High memory usage with collectd
collectd itself is intended as lightweight collecting agent for metrics and events. In larger infrastructure, the data is sent over the network to a central point, where data is stored and processed further.
This introduces a potential issue: what happens, if the remote endpoint to write data to is not available. The traditional network plugin uses UDP, which is by definition unreliable.

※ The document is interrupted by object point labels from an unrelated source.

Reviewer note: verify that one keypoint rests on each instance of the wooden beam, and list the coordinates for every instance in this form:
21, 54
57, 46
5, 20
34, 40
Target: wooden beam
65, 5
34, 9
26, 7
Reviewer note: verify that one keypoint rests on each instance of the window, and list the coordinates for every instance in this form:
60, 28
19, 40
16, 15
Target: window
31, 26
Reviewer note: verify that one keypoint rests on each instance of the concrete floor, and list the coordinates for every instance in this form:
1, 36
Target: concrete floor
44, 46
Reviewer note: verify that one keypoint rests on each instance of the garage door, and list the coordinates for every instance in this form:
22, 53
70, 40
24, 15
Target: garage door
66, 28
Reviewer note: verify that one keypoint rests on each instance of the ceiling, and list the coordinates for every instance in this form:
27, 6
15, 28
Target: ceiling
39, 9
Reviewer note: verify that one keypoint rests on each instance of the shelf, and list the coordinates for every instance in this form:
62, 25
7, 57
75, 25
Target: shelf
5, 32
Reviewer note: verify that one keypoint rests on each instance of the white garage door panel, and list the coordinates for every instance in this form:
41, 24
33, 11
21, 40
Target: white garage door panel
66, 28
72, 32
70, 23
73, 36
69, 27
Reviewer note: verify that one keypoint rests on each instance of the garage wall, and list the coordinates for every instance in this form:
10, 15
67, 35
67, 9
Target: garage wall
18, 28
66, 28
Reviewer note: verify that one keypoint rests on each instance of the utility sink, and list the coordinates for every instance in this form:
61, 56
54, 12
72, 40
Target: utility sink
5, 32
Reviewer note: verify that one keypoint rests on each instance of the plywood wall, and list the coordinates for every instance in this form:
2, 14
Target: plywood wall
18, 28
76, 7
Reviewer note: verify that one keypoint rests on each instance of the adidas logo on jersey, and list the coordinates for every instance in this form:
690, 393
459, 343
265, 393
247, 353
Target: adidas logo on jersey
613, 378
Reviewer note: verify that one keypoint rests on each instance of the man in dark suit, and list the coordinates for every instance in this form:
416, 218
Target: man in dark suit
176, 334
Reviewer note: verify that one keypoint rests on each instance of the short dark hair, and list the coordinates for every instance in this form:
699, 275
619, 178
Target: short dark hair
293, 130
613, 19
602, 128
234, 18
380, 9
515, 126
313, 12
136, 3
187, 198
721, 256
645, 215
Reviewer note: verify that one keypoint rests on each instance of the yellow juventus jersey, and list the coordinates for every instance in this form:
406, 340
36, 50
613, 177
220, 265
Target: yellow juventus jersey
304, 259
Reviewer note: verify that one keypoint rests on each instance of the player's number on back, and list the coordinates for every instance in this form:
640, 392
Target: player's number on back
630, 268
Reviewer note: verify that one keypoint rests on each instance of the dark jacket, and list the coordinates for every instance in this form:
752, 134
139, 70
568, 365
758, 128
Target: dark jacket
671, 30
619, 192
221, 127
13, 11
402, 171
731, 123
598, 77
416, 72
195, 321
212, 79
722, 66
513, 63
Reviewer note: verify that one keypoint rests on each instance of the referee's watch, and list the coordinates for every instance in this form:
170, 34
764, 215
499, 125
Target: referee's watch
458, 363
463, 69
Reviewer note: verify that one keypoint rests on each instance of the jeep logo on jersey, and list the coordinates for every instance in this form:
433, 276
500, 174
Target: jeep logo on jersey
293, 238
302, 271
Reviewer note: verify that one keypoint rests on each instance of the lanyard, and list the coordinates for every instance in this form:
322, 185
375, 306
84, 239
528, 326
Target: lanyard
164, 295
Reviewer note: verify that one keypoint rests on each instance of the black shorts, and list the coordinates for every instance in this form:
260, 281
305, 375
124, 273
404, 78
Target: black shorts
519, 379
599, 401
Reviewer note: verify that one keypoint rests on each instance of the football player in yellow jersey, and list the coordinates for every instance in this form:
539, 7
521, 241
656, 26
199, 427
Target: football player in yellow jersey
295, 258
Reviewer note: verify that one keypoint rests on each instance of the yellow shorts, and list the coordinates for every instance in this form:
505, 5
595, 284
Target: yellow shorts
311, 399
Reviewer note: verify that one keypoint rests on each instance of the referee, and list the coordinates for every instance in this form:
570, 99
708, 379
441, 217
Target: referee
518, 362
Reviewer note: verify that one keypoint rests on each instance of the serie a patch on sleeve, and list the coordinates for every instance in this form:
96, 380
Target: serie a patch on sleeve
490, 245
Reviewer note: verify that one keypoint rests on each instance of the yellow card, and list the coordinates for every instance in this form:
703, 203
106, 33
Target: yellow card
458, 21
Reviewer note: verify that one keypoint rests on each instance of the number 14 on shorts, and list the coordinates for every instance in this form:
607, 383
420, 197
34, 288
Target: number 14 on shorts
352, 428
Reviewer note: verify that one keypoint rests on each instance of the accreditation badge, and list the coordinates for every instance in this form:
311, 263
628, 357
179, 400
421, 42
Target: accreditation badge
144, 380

Collectd has a queue of values to be written to an output plugin, such
was write_http
or amqp1
. At the time, when metrics should be
written, collectd iterates on that queue and tries to write this data
to the endpoint. If writing was successful, the data is removed from
the queue. The little word if also hints, there is a chance that data
doesn't get removed. The question is: what happens, or what should be
done?
There is no easy answer to this. Some people tend to ignore missed
metrics, some don't. The way to address this is to cap the queue at a
given length and to remove oldest data when new comes in. The parameters
are WriteQueueLimitHigh
and WriteQueueLimitLow
. If they are unset,
the queue is not limited and will grow until memory is out. For
predictability reasons, you should set these two values to the same
number. To get the right value for this parameter, it would require a
bit of experimentation. If values are dropped, one would see that in
the log file.
When collectd is configured as part of Red Hat OpenStack Platform, the following config snippet can be used:
parameter_defaults:
ExtraConfig:
collectd::write_queue_limit_high: 100
collectd::write_queue_limit_low: 100
Another parameter can be used to limit explicitly the queue length in
case the amqp1 plugin is used for sending out data: the SendQueueLimit
parameter, which is used for the same purpose, but can differ from the
global WriteQueueLimitHigh
and WriteQueueLimitLow
.
parameter_defaults:
ExtraConfig:
collectd::plugin::amqp1::send_queue_limit: 7500
In almost all cases, the issue of collectd using much memory could be tracked down to a write endpoint not being available, dropping data occasionally, etc.